Rétrogradations : qu'arrive-t-il aux clubs de foot professionnels?
Pour les clubs de football, la fin de saison est synonyme de comptabilité et de grands oraux. Pour ceux qui sont le plus en difficulté, le passage devant la DNCG est obligatoire. C'est notamment le cas pour les clubs qui descendent de division. Car si la ligue des Champions représente une manne financière conséquente, à contrario, une rétrogradation est souvent synonyme de perte significative d'argent.
Cette année, ils sont étonnament nombreux dans ce cas. Sur son site, la LFP établit chaque année la liste des clubs "qui n'ont pas réussi leur examen ". Ils sont huit à avoir été rétrogradés à la fin de la saison 2013 : Tours, Lens, Nancy, Ajaccio GFC, Amnéville, Rouen, Le Mans et Sedan.
Surtout des clubs pros
Après l'appel devant la DNCG, seuls Le Mans, Sedan, Rouen et Amnéville ont vu leur sanction confirmée. Les quatre autres ont néanmoins vu leur masse salariale encadrée, comme Valenciennes, seul club de Ligue 1 à connaitre une telle situation. Ils sont par contre quatre clubs de Ligue 2,13 clubs de National et 38 clubs de CFA (!) dans ce cas. Ils auront, notamment, interdiction de recruter.
A la fin de la saison 2012, seuls deux clubs avaient été rétrogradés, et de National à CFA : Gap et Agde.
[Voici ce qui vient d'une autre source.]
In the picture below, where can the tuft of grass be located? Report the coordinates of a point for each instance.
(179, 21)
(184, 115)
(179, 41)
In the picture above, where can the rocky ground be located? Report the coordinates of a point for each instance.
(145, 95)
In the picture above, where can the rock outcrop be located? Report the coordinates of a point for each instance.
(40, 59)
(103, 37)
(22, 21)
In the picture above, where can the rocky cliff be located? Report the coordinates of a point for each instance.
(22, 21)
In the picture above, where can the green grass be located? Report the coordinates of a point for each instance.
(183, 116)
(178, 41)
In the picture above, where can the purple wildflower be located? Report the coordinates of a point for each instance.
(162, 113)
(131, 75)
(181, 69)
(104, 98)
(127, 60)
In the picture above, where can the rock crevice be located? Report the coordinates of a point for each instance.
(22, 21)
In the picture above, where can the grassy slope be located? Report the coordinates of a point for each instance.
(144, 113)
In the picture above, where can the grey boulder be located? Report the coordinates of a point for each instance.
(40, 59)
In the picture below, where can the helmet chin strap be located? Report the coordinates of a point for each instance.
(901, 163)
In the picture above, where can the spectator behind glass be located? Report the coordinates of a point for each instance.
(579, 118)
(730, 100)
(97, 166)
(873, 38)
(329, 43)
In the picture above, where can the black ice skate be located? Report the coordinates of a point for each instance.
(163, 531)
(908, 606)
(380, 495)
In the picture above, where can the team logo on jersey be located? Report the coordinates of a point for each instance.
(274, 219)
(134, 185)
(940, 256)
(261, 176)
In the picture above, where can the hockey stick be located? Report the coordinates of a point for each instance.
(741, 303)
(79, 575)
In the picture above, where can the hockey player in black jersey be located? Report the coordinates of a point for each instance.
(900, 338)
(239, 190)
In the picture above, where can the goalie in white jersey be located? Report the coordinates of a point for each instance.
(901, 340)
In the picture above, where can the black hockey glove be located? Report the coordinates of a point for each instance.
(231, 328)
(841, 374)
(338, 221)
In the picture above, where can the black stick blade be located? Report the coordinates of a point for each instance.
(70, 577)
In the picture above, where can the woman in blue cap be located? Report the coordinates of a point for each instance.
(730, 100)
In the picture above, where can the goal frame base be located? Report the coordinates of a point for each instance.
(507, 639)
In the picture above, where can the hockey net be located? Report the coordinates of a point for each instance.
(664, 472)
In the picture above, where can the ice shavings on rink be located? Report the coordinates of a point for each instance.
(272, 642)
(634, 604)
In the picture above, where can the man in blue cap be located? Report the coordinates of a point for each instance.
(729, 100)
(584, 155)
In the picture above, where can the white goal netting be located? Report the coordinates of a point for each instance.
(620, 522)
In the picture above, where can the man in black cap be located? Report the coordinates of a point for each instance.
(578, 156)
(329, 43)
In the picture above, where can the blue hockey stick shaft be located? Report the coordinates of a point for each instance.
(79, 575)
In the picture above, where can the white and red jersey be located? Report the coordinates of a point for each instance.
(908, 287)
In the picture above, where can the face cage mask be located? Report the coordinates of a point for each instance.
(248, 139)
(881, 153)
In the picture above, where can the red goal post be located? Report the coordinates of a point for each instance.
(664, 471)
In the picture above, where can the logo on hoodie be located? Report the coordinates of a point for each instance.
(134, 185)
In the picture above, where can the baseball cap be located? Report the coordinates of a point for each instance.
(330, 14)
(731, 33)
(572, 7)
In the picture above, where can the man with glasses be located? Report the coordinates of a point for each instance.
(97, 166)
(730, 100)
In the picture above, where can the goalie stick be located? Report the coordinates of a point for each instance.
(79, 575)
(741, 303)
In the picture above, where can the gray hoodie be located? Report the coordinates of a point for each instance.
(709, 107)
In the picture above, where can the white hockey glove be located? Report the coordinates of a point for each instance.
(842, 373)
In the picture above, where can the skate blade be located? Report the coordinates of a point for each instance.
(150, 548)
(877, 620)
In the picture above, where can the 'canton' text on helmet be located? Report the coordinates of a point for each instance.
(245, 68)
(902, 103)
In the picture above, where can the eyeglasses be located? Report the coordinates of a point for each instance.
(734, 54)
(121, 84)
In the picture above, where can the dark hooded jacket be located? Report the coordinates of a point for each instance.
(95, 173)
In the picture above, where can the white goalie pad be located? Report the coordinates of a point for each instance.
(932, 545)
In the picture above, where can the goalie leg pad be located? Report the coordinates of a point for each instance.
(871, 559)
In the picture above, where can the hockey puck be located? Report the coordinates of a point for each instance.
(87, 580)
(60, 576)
La LFP note elle-même que "contrairement aux années précédentes, les sanctions sont surtout tombées contre les clubs pros ".
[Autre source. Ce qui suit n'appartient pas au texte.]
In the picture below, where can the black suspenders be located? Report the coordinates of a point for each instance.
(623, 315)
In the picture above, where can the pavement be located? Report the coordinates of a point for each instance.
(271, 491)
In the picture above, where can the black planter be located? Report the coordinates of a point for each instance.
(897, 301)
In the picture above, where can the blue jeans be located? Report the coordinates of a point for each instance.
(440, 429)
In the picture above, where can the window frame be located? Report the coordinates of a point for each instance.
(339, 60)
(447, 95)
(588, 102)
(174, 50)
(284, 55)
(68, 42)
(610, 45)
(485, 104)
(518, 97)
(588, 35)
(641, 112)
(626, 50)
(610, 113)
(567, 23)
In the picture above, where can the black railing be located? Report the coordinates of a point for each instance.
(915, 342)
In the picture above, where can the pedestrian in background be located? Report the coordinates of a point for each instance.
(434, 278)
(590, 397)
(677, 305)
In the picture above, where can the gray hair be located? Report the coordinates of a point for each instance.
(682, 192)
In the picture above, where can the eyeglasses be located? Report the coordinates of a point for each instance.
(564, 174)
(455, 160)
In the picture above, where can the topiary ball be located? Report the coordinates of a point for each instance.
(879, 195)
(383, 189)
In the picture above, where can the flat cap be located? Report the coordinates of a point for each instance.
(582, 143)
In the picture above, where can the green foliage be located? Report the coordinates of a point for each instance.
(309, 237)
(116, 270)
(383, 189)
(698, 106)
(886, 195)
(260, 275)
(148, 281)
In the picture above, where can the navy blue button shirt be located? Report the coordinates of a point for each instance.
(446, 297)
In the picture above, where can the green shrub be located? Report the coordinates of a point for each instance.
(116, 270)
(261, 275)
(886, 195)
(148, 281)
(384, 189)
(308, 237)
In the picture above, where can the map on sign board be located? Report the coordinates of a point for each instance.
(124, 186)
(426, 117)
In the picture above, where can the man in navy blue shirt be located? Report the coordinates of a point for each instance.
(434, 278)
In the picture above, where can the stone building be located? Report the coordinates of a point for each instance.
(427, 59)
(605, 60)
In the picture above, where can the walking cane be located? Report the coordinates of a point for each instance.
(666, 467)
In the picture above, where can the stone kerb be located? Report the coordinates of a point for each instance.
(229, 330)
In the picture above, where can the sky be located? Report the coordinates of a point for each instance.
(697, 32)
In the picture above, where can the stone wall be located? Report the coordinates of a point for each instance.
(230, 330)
Trop dépendants des droits TV
Des clubs pros aux situations différentes, mais qui ne parviennent pas à remplir les critères budgétaires imposés par le gendarme financier de la Fédération Française de Football (FFF). Pour Frédéric Bolotny, l'explication est simple : les clubs sont trop dépendants des droits télé.
"Le passage de la Ligue 2 au National est très compliqué car on perd les droits TV, qui représentent près de 5 millions de budget pour les clubs. S'ils ne remontent pas directement, ils meurent! ", explique-t-il.
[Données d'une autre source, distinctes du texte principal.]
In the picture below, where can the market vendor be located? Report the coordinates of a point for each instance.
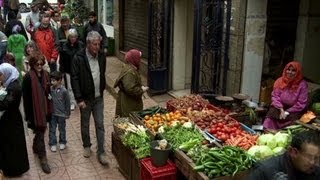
(300, 161)
(130, 87)
(289, 98)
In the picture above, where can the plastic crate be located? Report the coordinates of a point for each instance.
(150, 172)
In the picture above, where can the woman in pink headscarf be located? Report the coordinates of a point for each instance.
(129, 83)
(289, 98)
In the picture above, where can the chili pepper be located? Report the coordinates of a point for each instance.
(199, 168)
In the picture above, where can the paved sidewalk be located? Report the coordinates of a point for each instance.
(69, 163)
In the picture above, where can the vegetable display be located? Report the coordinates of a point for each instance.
(168, 119)
(137, 139)
(269, 145)
(191, 102)
(181, 136)
(205, 118)
(216, 162)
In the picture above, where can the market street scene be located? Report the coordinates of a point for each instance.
(159, 89)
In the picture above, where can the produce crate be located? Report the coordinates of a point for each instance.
(185, 166)
(150, 172)
(129, 165)
(244, 127)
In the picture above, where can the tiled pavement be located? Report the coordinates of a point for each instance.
(69, 163)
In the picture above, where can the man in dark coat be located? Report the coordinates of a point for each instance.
(94, 25)
(13, 150)
(88, 83)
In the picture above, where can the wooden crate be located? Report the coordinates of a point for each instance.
(185, 166)
(129, 165)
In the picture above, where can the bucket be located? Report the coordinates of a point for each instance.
(159, 157)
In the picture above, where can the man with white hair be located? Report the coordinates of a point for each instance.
(88, 83)
(68, 50)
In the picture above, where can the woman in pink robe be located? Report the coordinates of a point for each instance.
(289, 98)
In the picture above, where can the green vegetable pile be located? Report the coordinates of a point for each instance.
(182, 137)
(216, 162)
(137, 139)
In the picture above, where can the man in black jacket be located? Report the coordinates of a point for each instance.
(94, 25)
(300, 161)
(88, 83)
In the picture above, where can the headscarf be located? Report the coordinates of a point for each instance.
(284, 82)
(9, 72)
(133, 57)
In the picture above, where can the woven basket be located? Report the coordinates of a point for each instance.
(118, 131)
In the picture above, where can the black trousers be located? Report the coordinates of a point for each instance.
(39, 146)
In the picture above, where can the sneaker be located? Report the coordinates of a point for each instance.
(62, 146)
(53, 148)
(87, 152)
(103, 159)
(45, 168)
(72, 107)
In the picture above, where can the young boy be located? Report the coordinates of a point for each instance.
(61, 112)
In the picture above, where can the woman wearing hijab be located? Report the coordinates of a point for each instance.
(13, 151)
(129, 82)
(37, 104)
(289, 98)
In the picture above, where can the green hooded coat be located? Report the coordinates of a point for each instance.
(130, 92)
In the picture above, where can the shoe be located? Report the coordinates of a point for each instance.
(44, 165)
(103, 159)
(87, 152)
(62, 146)
(45, 168)
(53, 148)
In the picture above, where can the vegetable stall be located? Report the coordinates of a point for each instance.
(207, 143)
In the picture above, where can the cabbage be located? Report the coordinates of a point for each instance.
(260, 152)
(267, 140)
(282, 139)
(278, 150)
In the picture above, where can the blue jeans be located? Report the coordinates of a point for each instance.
(61, 122)
(3, 51)
(95, 107)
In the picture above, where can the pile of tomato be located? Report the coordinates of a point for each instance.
(225, 130)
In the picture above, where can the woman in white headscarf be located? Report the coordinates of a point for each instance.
(13, 150)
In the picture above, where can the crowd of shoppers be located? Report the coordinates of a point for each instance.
(51, 74)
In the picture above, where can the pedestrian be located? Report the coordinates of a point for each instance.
(37, 105)
(289, 98)
(94, 25)
(32, 19)
(88, 83)
(3, 46)
(45, 39)
(62, 32)
(69, 49)
(13, 150)
(10, 58)
(130, 93)
(13, 21)
(16, 44)
(31, 47)
(61, 112)
(300, 161)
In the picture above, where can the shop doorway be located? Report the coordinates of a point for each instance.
(282, 18)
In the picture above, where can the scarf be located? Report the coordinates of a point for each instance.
(9, 72)
(41, 104)
(284, 82)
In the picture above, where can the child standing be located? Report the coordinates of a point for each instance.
(61, 112)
En effet, les chiffres de la saison 2011/2012 sont éloquents. En 2012, l'argent provenant des droits télé représentait 54% de du budget des clubs de Ligue 2. Retomber en National est donc très compliqué, d'autant plus lorsqu'en raison de résultats sportifs médiocres, comme ce fut le cas pour Le Mans ou Sedan, la billetterie ou les sponsors sont également en chute libre.
Le Mans, un stade trop cher
La faute à ce chiffre : 14,4 millions d'euros. C'est le déficit avec lequel le club a terminé l'exercice précédent. Le Mans était en Ligue 2, et avait terminé à la 18ème place, synonyme de relégation en National.
Il avait déjà subi les critiques de la DNCG en 2012, et avait même été rétrogradé en National, déjà. Mais la sanction avait été annulée en appel. Cette fois-ci, c'est en DH que Le Mans est rétrogradé - soit le sixième échelon du football français.
"Une remontée possible du club, qui permettrait de rentabiliser le stade, s'éloigne. La perspective de remonter en Ligue 1, la seule pour laquelle un stade de 25.000 places serait rentabilisé, s'en va .", explique Jean-Pascal Gayant, économiste.
Si le club venait à déposer le bilan, comme annoncé par Ouest France , la ville du Mans risque de devoir payer jusqu'à 44 millions d'euros à l'exploitant Vinci, les deux structures étant colocataires du stade construit l'année dernière, la MMArena.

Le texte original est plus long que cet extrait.